Chronic inhibition of Rho kinase blunts the process of left ventricular hypertrophy leading to cardiac contractile dysfunction in hypertension-induced heart failure



Journal of Molecular & Cellular Cardiology 35(1): 59-70



The Gq-RhoA-Rho kinase pathway, activated by neurohormonal factors such as angiotensin II (Ang II), has been proposed to be one of the important signaling pathways involved in the progression of left ventricular (LV) hypertrophy to heart failure. We tested the hypothesis that chronic inhibition of Rho kinase prevents this process. Heart failure was induced in Dahl salt-sensitive (DS) rats fed an 8% NaCl diet from 8 until 17 weeks of age.
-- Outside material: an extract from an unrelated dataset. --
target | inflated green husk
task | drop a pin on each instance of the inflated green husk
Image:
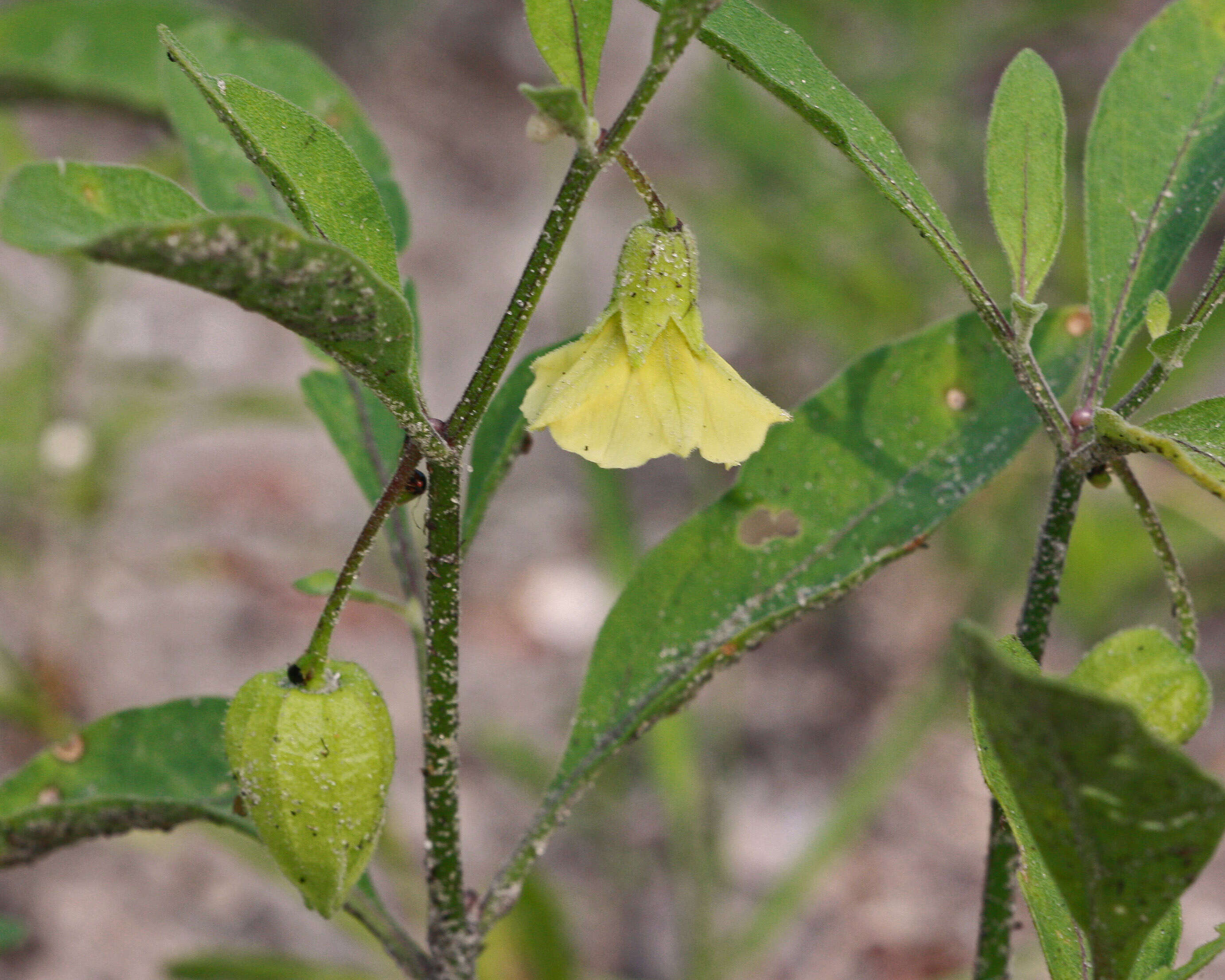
(314, 769)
Y-27632 (5 mg/kg per day), a selective Rho kinase inhibitor, was applied orally to DS rats starting at 10 weeks of age for 7 weeks (DS/Y+). DS rats without Y-27632 (DS/Y-) and Dahl salt-resistant (DR) rats fed the 8% NaCl diet were regarded as non-therapeutic and normotensive controls, respectively. At 17 weeks of age, there was no significant difference in the blood pressure of DS/Y- and DS/Y+ rats. DS/Y- rats exhibited: (1) increases in LV mass, cross-sectional area (CSA) of cardiomyocytes, and interstitial fibrosis; (2) contractile dysfunction, i.e. decreases in LV ejection fraction and % fractional shortening, and prolongation of time to peak tension as well as to 50% relaxation in the twitch contraction of isolated papillary muscle; and (3) increases in the protein expression of Galphaq and Rho kinase in the myocardial membrane fraction. In DS/Y+ rats, the degree of myocardial hypertrophy was significantly inhibited in association with improved contractile function, without a decrease in the degree of interstitial fibrosis. Our results suggest the possibility that the Gq-Rho kinase pathway plays an important role in the process of hypertension-induced LV hypertrophy leading to contractile dysfunction.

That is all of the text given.